Ein Blick aus dem Jahr 2050 zurück auf eine Zeit, in der kleine Veränderungen der Förderlogik Entwicklungen zu einer besseren Welt begünstigt haben.

Zu Beginn der 2020er Jahre nahm Kapitalismuskritik Einzug in die Popkultur, das Genre „nature writing“ war auf Erfolgskurs, die Klimakrise im Mainstream angekommen. Diesen Trends zum Trotz war das Jahrzehnt geprägt von einem wilden Durcheinander konkurrierender Lösungsansätze aus diversen ideologischen Lagern, deren Vertreter*innen sich mit ihren hegemonialen Ansprüchen mitunter verbal-aggressiv und medial diskreditierend gegenüber standen. Diese Zustände wurden im Politischen fortgesetzt. Die gesellschaftliche Spaltung drohte einen neuen Höhepunkt zu erreichen, die Politik war ratlos. Inmitten dieser Weltuntergangstristesse gab das Kulturministerium plötzlich den Forderungen der Interessenvertretungen im Kunst- und Kulturbereich nach Fair Pay, Planbarkeit und mehr künstlerischer Freiheit im Entwicklungsprozess nach. 

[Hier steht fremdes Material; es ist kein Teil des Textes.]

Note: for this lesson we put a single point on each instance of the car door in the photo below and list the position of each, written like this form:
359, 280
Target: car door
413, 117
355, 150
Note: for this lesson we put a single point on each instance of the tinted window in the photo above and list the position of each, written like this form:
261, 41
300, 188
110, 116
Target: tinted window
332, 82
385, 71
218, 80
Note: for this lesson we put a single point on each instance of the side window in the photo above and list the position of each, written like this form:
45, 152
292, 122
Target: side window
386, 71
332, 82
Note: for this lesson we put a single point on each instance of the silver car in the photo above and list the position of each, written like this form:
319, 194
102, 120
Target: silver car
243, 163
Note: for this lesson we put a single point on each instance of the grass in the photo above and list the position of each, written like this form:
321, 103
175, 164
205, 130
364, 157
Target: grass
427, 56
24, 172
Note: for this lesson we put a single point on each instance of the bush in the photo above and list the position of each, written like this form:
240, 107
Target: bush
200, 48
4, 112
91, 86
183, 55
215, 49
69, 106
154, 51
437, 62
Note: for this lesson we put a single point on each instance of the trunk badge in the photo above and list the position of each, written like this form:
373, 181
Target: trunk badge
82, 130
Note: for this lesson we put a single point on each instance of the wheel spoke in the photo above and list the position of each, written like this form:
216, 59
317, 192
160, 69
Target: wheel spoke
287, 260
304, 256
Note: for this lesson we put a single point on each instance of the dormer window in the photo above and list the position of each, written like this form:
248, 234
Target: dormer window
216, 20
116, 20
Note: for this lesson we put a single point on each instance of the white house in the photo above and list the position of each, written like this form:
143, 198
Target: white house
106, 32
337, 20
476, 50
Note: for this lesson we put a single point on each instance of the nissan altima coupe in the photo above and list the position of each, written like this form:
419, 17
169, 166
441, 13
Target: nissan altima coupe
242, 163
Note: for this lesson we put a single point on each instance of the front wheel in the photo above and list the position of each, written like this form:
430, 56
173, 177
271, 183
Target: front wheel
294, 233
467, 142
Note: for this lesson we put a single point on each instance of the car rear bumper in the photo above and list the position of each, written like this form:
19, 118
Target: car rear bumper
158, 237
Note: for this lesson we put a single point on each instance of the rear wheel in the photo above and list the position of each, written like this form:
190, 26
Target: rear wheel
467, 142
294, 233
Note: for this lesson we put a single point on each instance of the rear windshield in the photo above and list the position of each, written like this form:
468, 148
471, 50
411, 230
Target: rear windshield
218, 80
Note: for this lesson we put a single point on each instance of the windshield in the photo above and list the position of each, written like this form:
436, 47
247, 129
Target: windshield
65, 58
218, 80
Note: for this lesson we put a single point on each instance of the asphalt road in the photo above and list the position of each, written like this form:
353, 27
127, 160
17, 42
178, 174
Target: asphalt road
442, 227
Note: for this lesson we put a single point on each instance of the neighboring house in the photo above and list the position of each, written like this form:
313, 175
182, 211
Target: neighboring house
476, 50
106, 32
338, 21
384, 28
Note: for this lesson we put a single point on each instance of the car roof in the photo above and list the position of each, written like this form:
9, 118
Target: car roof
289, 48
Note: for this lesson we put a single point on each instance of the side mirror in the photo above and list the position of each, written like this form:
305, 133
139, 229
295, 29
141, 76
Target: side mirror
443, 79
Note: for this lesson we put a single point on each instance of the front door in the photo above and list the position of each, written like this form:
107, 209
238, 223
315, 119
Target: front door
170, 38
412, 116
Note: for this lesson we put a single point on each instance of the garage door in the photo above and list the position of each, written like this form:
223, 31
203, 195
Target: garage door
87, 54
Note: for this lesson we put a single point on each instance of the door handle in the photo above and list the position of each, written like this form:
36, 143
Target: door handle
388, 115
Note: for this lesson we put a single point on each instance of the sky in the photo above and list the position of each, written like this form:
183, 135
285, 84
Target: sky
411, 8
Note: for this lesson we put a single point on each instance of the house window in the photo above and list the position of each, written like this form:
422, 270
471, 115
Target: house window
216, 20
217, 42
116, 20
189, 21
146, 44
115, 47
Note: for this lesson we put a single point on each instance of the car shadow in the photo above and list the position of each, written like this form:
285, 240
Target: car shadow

Folglich mussten Förderrichtlinien angepasst werden: Jährliche Förderungen wurden gestrichen und durch drei- bis zehn Jahre andauernde Verträge ersetzt. Je länger eine Periode andauerte, desto mehr stand der künstlerische Prozess im Mittelpunkt der Antragstellung. Anstatt eines fertigen Produktes wurde prinzipiell die gesamte Projektentwicklung gefördert. Das Fördervolumen stieg. Richtlinien gab es nach wie vor, doch standen Innovation, Partizipation der Bürger*innen sowie eine kritische Auseinandersetzung mit gegenwartspolitischen Fragestellungen im Fokus. 

Diese Änderungen setzten seit ihrer Etablierung Anfang der 2030er Jahre einen Prozess in Gang, der bis heute andauert. Die neu gewonnene Freiheit und finanzielle Sicherheit der Künstler*innen führten anfangs zu einer Explosion an neuen Formaten. Durch das vielfältige und breite Angebot wurden Kunst und Kultur schnell zum fixen Bestandteil des Alltags der Menschen. Dies begünstigte zudem auch den Austausch zwischen scheinbar ideologisch verhärteten Fronten. Die kreative Auseinandersetzung mit gesellschaftsrelevanten Themen wurde zur Begleiterin in allen Lebenslagen. Nach und nach begann sich das Alltagsleben zu verändern und der öffentliche Raum wurde zum Ort der Begegnung. Es begann eine Auseinandersetzung mit der Frage nach einem guten Leben für alle.